Sem OpenTelemetry Collector -- Desabilita a exportação de métricas e rastreamento para evitar erros quando nenhum endpoint de collector estiver disponível:
apiVersion: opentelemetry.io/v1alpha1
kind: Instrumentation
metadata:
name: demo-instrumentation
spec:
env:
- name: OTEL_METRICS_EXPORTER
value: none
propagators:
- baggage
sampler:
argument: "1"
type: always_off
Com OpenTelemetry Collector -- Habilita rastreamento completo com amostragem baseada no pai:
apiVersion: opentelemetry.io/v1alpha1
kind: Instrumentation
metadata:
name: demo-instrumentation
spec:
propagators:
- baggage
sampler:
type: parentbased_traceidratio
argument: "1"
Aplique o recurso de instrumentação no namespace default:
kubectl apply -f instrumentation.yaml
Implantar um OpenTelemetry Collector para coletar dados de observabilidade é uma prática recomendada.

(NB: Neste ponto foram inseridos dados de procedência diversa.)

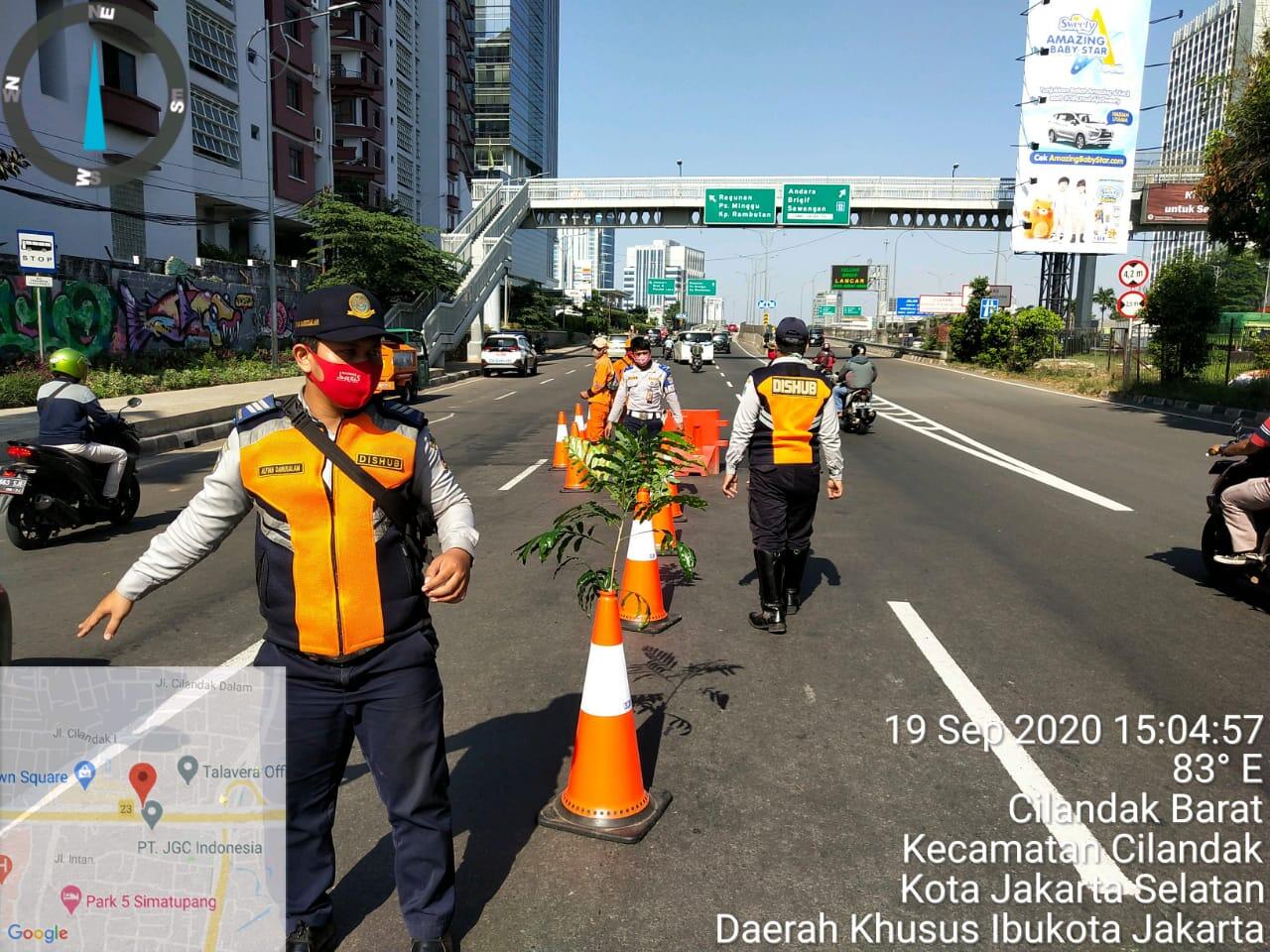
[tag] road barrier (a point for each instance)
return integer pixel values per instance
(604, 796)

Para detalhes sobre a coleta de dados de rastreamento do ASM, consulte Coletar dados de rastreamento do ASM para o Managed Service for OpenTelemetry .

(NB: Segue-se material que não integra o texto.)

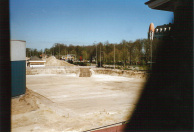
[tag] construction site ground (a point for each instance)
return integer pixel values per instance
(66, 102)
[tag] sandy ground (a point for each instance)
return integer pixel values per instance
(66, 102)
(52, 61)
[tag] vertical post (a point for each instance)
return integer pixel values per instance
(114, 56)
(151, 47)
(5, 68)
(100, 55)
(59, 51)
(96, 56)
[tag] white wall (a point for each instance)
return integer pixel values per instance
(18, 50)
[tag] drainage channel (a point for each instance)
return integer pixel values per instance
(107, 126)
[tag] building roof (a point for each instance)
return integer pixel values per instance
(166, 5)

Etapa 2: Implantar serviços de exemplo
Esta etapa implanta três serviços -- mocka, mockb e mockc -- cada um com três versões (v1, v2, v3). Os serviços formam uma cadeia de chamadas: mocka -> mockb -> mockc. Cada pod possui anotações para instrumentação automática Java, de modo que os cabeçalhos de baggage são propagados automaticamente.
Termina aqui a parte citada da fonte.